Graphics cards with decent amount of memory are still massively overpriced (even used), big, noisy and draw a lot of energy.

[+] trebligdivad|6 months ago|reply
On my (single) AMD 3950x running entirely in CPU (llama -t32 -dev none), I was getting 14 tokens/s running Qwen3-Coder-30B-A3B-Instruct-IQ4_NL.gguf last night. Which is the best I've had out of a model that doesn't feel stupid.
[+] j45|6 months ago|reply
Connect a gpu into it with an eGPU chassis and you're running one way or the other.
[+] rao-v|6 months ago|reply
Nice! Cheap RK3588 boards come with 15GB of LPDDR5 RAM these days and have significantly better performance than the Pi 5 (and often are cheaper).

I get 8.2 tokens per second on a random orange pi board with Qwen3-Coder-30B-A3B at Q3_K_XL (~12.9GB).

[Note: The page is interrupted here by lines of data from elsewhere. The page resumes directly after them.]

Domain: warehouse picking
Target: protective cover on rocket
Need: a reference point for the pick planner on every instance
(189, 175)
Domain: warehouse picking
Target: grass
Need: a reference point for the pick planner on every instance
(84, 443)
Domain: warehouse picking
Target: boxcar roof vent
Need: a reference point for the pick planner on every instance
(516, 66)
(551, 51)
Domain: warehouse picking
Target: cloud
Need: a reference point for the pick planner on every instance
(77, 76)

I need to try two of them in parallel ... should be significantly faster than this even at Q6.

[+] jerrysievert|6 months ago|reply
> a random orange pi board with Qwen3-Coder-30B-A3B at Q3_K_XL (~12.9GB)

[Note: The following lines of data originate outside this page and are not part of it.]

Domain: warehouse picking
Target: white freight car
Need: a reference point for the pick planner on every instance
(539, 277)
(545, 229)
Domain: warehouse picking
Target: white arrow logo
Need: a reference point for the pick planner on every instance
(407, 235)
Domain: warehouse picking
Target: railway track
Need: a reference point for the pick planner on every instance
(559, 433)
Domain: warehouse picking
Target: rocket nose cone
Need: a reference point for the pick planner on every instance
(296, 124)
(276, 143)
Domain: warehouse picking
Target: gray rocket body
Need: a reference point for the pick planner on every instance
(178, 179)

fantastic! what are you using to run it, llama.cpp? I have a few extra opi5's sitting around that would love some extra usage

[+] ThatPlayer|6 months ago|reply
Is that using the NPU on that board? I know it's possible to use those too.
[+] echelon|6 months ago|reply
This is really impressive.

If we can get this down to a single Raspberry Pi, then we have crazy embedded toys and tools. Locally, at the edge, with no internet connection.

Kids will be growing up with toys that talk to them and remember their stories.

We're living in the sci-fi future. This was unthinkable ten years ago.

[+] striking|6 months ago|reply
I think it's worth remembering that there's room for thoughtful design in the way kids play. Are LLMs a useful tool for encouraging children to develop their imaginations or their visual or spatial reasoning skills? Or would these tools shape their thinking patterns to exactly mirror those encoded into the LLM?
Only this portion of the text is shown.